December 9, 2023

PBX Science

VoIP & PBX, Networking, DIY, Computers.

Linux system bugs have affected the performance of AMD processors for 20 years

1 min read

Linux system bugs have affected the performance of AMD processors for 20 years

 

Linux system bugs have affected the performance of AMD processors for 20 years.


On Linux systems, people often find that some bugs will greatly affect the performance of current processors.

The old bugs found recently can even be traced back to 20 years ago, causing AMD’s current processor performance to decline in Linux.
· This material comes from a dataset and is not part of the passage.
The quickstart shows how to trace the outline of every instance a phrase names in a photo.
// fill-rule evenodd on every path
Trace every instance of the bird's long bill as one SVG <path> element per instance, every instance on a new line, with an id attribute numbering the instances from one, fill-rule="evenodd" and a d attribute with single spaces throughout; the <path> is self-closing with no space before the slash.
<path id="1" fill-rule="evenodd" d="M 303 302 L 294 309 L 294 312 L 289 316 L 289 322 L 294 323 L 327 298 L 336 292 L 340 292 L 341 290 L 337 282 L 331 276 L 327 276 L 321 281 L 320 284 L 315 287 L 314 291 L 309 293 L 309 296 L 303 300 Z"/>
But Intel’s processors are not affected.

 

This problem was reported by AMD engineer K Prateek Nayak and is related to the fact that Linux systems began to support ACPI in 2002.

At that time, an operation dummy wait op was designed to deal with the problem that STPCLK# was not processed in time in some chipsets.

However, this process will Delay further instruction processing until the CPU is stopped.

 

This operation was fine on systems from many years ago, however on the latest generations of AMD processors, such as the Zen3 architecture Ryzen, this operation instruction causes severe performance degradation in some cases, especially when it comes to tbench loads.

 

This issue has affected AMD processors for years, but not Intel processors, whose platforms use a different code path instead.

 

The good news is that this problem will be fixed. AMD and Intel engineers have submitted new patches, and the above method is no longer used to deal with the problem.

The relevant patches have been merged into the Linux 6.0 kernel, and there will be no accidents in the future.

 

Linux system bugs have affected the performance of AMD processors for 20 years.